Real Patriotism on Memorial Day Means Losing Fewer Soldiers in Meaningless Wars
Saturday May 26, 2018

Most people, when thinking of Memorial Day—if they don’t confuse it with Veterans Day—think of the start of the summer season or great sales at the stores and online. Yet the holiday is supposed to honor those who died in America’s wars. Even some of the limited remembrance on TV and in the news is more superficial than deeply reflective.
Perhaps the greatest tribute to those who have made the ultimate sacrifice might be to reduce the number of those who die in future wars. Unfortunately, throughout US history, but especially after the Cold War ended, politicians of both parties have been too quick to send American boys (and now girls) into harm’s way, rather than thinking of war as a last resort – as the nation’s founders did.

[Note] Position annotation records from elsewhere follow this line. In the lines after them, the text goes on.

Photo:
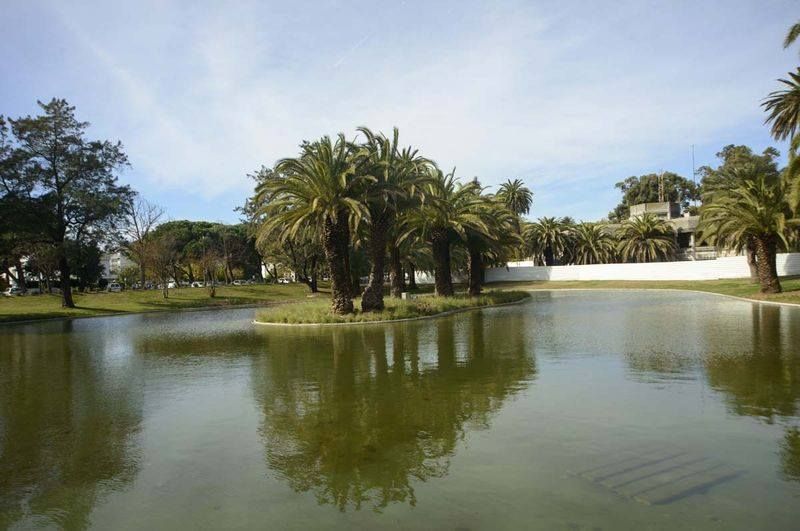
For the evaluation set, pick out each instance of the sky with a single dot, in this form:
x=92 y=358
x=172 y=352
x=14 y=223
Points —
x=570 y=97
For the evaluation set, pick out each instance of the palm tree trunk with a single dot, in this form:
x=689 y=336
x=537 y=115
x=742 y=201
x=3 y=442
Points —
x=412 y=276
x=372 y=298
x=766 y=249
x=751 y=260
x=336 y=242
x=443 y=280
x=475 y=266
x=66 y=286
x=549 y=257
x=397 y=280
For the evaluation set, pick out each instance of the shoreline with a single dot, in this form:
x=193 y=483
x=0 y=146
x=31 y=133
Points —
x=449 y=312
x=147 y=312
x=391 y=321
x=735 y=297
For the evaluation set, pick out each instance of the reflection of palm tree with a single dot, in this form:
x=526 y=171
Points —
x=69 y=435
x=790 y=454
x=355 y=430
x=765 y=384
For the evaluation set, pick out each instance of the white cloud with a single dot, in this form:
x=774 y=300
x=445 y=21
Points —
x=558 y=94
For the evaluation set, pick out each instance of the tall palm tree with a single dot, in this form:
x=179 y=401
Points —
x=493 y=242
x=646 y=238
x=547 y=237
x=783 y=108
x=756 y=210
x=396 y=177
x=517 y=197
x=321 y=188
x=592 y=243
x=448 y=210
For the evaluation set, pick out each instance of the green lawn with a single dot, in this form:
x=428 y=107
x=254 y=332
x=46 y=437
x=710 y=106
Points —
x=736 y=287
x=319 y=311
x=89 y=304
x=48 y=306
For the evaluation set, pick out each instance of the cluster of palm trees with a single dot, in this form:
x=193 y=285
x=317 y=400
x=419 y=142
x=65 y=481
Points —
x=396 y=205
x=551 y=241
x=756 y=209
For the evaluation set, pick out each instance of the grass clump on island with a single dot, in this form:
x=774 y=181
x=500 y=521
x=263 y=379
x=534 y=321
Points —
x=102 y=303
x=319 y=311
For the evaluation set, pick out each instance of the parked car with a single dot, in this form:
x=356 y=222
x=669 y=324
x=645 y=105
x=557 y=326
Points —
x=13 y=292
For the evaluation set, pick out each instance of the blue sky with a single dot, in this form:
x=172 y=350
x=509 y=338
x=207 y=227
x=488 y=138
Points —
x=572 y=97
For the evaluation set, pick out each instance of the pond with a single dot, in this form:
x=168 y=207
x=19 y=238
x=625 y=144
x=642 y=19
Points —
x=575 y=410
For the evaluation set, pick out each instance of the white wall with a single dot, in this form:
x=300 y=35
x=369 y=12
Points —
x=725 y=267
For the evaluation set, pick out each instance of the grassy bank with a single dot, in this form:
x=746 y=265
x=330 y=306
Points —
x=735 y=287
x=319 y=311
x=90 y=304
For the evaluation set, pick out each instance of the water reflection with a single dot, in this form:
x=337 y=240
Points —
x=68 y=419
x=765 y=382
x=369 y=411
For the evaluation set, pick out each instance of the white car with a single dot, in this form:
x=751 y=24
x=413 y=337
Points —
x=13 y=292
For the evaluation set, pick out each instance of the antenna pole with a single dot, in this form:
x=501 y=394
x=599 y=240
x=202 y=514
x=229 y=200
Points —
x=694 y=176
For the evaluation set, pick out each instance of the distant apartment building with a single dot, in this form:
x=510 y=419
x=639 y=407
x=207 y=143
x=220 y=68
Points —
x=113 y=263
x=684 y=225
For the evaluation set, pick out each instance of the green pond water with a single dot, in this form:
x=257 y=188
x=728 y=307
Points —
x=576 y=410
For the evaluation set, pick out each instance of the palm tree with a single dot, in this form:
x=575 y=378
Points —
x=516 y=196
x=320 y=188
x=646 y=239
x=448 y=210
x=493 y=242
x=783 y=107
x=757 y=211
x=395 y=175
x=547 y=237
x=592 y=243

The original patriots realized the expenditure of blood and treasure for the leaders’ political goals usually fell to common citizens. The founders believed that war severely undermined the American republic.
“Of all the enemies to public liberty war is, perhaps, the most to be dreaded, because it comprises and develops the germ of every other,” wrote James Madison, our fourth president and an author of our Constitution. “War is the parent of armies; from these proceed debts and taxes; and armies, and debts, and taxes are the known instruments for bringing the many under the domination of the few.